Hastings charity marking Coronation with National Lottery support

A Hastings arts organisation will look to bring the local community together this Coronation weekend with a celebratory lunch, supported by The National Lottery.

Arts on Prescription CIC is a not-for-profit organisation based in Alexandra Park, providing creative activities, reminiscence and confidence building workshops designed to enhance mental health, wellbeing and promote social engagement.

For months, organisations have been applying for National Lottery funding to help celebrate and mark the Coronation of His Majesty the King and Her Majesty the Queen Consort.

Encompassing areas of the environment, arts, education, community, heritage and sport, National Lottery funding is being used to deliver a weekend of extraordinary events or projects which will have a lasting positive impact in their communities beyond the Coronation.

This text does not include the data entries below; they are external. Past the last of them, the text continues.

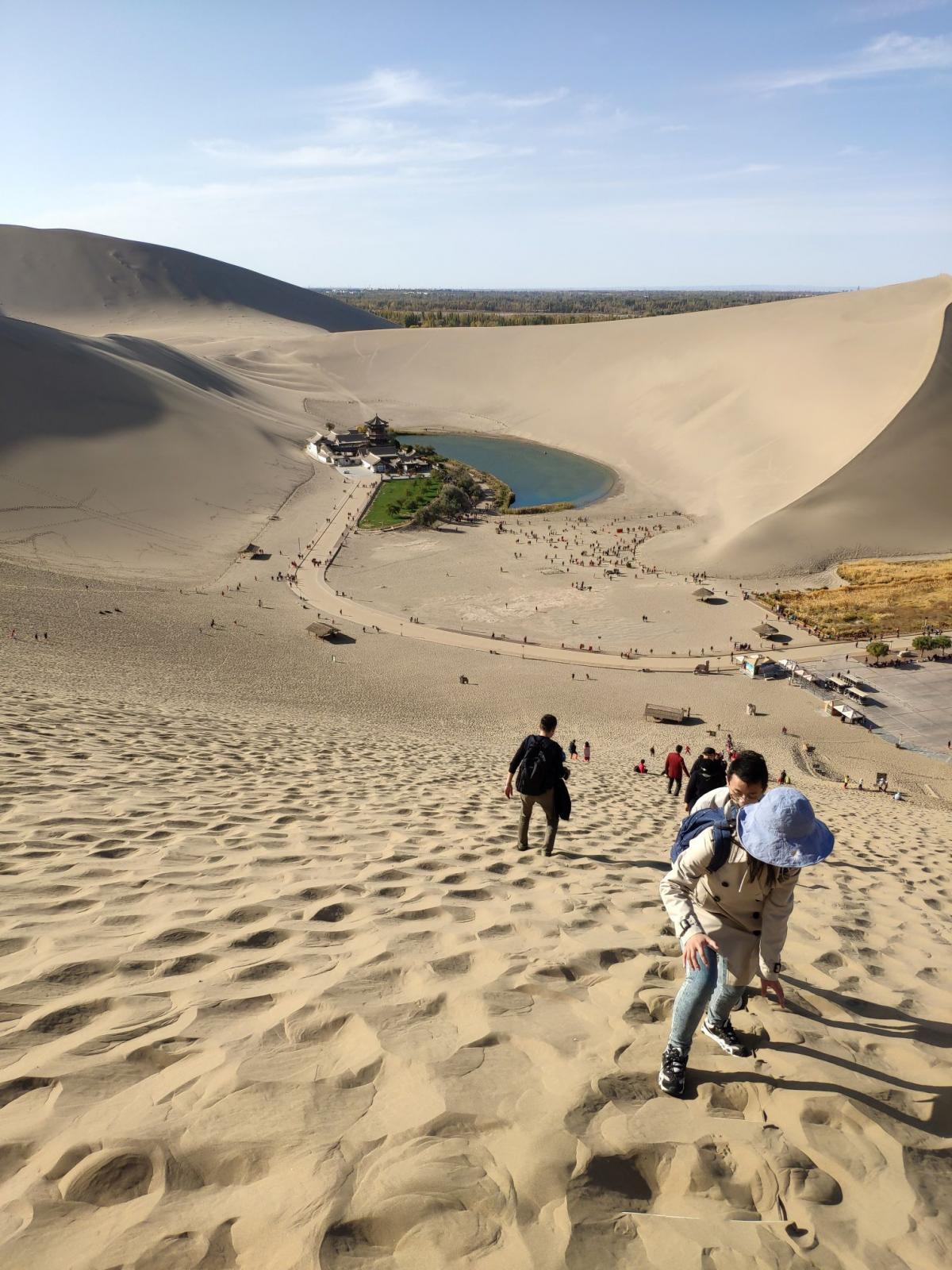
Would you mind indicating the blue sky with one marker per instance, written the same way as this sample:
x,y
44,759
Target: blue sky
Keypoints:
x,y
518,144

From Coronation Big Lunches and street parties, which bring people together – delivering culture, art, and music festivals – to supporting projects that provide new opportunities for diverse younger people to engage with heritage or sport, there is truly something for everyone.

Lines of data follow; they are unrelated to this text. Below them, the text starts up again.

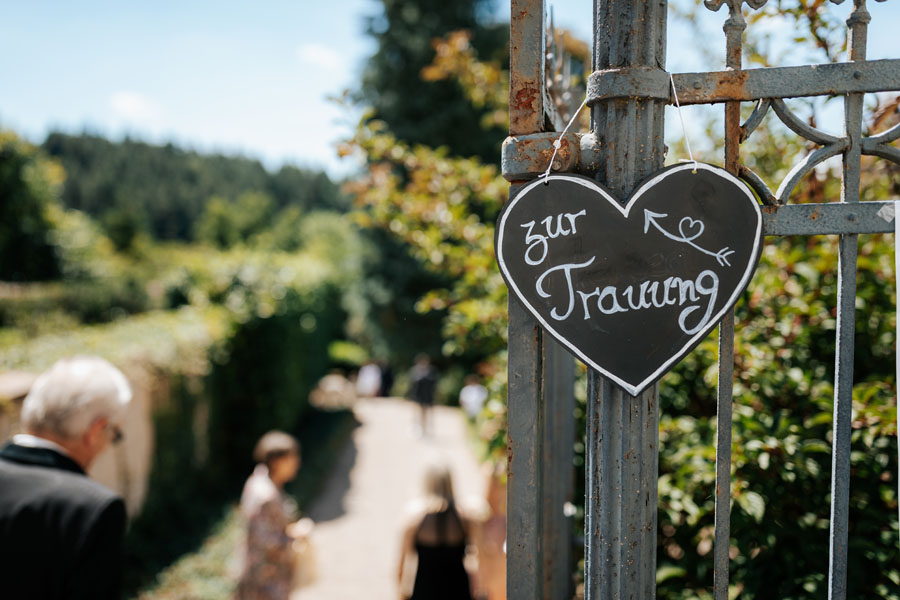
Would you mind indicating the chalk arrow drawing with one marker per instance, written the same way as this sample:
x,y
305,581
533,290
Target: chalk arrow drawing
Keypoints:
x,y
688,230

The Coronation Big Lunch on May 7 – supported by The National Lottery Community Fund, the largest funder of community activity in the UK – will encourage communities to come together, celebrate their connections and get to know each other better.

There have been well over one million Big Lunch events since they started in 2009 and millions of people across the country are expected to get involved and join in the Coronation celebrations.

Arts on Prescription founding director Tara Reddy is arranging the Coronation Big Lunch after a hugely successful Platinum Jubilee celebration last year.

She said: “This past year the Platinum Jubilee Fund have funded us to try and engage the community in well-being, promote Alexandra Park and celebrate 70 years of the Queen’s reign.

“For that we gave back to the community by doing lots of community picnic events, offering free workshops and collecting memories and data about the park so that everybody could collaborate to make a final design for a mural that will go on the back of the building. That was an entire year of picnics and community engagement events.

“This Coronation weekend we are having a day where we are making garments and crowns and we are going to have a photo booth. We are encouraging people to invite others to a big lunch where we are going to bring a picnic down and we will have music playing.”

Funding from The National Lottery has proven vital for Arts on Prescription, helping to boost their impact not only through the Platinum Jubilee and Coronation but for an elongated period.

And one key benefit being a new base for the organisation, turning a previously unused building into a new community hub.

“Without the funding, we would not have been able to put on all the free activities and that secure funding has allowed us to employ different artists,” said Reddy.

“We have got a high area of need in Hastings, so we have managed to employ lots of freelance artists to come in and share their skills and from that we have also managed to engage people to become volunteers for us.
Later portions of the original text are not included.